Хоть мечта была диковинная, детская, подрезать девочке крылья Катина не стала. Зачем препятствовать духу, который стремится ввысь, хоть бы даже и к облакам?
В прошлый год это было, в начале лета. Отправилась Полина Афанасьевна в Москву, за англичанином. Французов-то в городе было, как блох на собаке, а вот альбионца, да чтоб дельный, пришлось поискать. Но ничего, нашла. И доставила.
Фома Фомич Женкин был штурманом с британского купеческого корабля, захваченного нашими на Балтике, потому что у нас с Англией теперь контры. Пленную команду отправили по этапу вглубь России.
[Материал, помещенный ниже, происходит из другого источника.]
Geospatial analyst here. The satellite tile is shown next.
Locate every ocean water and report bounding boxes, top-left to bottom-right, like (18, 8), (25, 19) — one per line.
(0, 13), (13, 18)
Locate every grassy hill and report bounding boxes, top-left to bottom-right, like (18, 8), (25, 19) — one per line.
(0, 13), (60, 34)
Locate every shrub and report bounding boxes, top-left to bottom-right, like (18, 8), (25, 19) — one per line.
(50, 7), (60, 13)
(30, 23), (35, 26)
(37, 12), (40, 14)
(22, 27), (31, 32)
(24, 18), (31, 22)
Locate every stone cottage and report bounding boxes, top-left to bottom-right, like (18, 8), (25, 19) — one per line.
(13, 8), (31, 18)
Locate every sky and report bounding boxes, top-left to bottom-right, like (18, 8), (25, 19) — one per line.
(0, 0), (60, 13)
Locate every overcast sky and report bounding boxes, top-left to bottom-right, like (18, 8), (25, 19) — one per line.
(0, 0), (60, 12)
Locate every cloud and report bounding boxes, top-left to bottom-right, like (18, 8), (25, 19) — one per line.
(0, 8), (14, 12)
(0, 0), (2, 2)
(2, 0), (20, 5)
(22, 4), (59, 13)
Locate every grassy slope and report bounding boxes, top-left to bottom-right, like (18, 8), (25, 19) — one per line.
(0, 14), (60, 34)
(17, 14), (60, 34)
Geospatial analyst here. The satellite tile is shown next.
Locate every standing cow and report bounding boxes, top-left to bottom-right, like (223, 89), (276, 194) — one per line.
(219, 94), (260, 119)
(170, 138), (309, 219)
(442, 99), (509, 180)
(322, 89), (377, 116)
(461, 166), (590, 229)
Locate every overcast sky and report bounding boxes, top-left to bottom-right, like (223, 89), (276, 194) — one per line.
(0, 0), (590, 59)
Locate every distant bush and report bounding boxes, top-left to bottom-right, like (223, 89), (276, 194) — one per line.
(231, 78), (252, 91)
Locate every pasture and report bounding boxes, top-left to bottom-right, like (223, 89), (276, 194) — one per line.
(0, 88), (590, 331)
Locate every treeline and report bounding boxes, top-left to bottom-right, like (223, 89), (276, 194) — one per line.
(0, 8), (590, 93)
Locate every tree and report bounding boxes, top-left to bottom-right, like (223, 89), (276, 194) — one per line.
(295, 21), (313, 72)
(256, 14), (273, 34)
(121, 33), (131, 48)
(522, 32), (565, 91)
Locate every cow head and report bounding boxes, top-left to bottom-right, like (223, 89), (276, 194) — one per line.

На московской гауптвахте Катина моряка и забрала, за барашка в бумажке. Рассудила: если штурман, значит, человек сколько-нисколько образованный. Языку-то Сашеньку обучить сумеет.
Конечно, поприсутствовала на занятиях, понаблюдала. Внучке англичанин ужасно понравился, и по-ихнему Сашенька научилась тараторить быстро, прямо заслушаешься. Всяко лучше, чем Фома Фомич по-русски. Он был не то чтоб туповат, но на чужое наречие тугоух. Полина Афанасьевна уже и сама стала неплохо английский понимать, а этот всё уоткал. По справедливости говоря, язык нетрудный, много легче французского. Смешной только, будто все время пузыри пускаешь. А изъясняться легко. Если не знаешь какого слова, просто вставляешь коротенькое «фук» или «щит», вроде как у нас говорят «эта штука» либо «того-этого» – и понятно.
Моряк очень Сашеньку полюбил, они были прямо неразлучны. Где один, там и другой. Вон и сейчас Женкин обнаружился на траве, под плетнем. Сидел, жмурился на солнышко, потягивал из фляги. Он всегда был вполупьяна, но не дурил, не буянил. Говорил, нельзя ему без рому – заболеет. И в заключенном с помещицей условии было прописано: первого числа каждого месяца выдавать ящик ямайского, без этого ни в какую ехать не соглашался. Недешево это обходилось, по двадцать четыре рублика в винной лавке на Кузнецком, но для внучки Полине Афанасьевне было не жалко.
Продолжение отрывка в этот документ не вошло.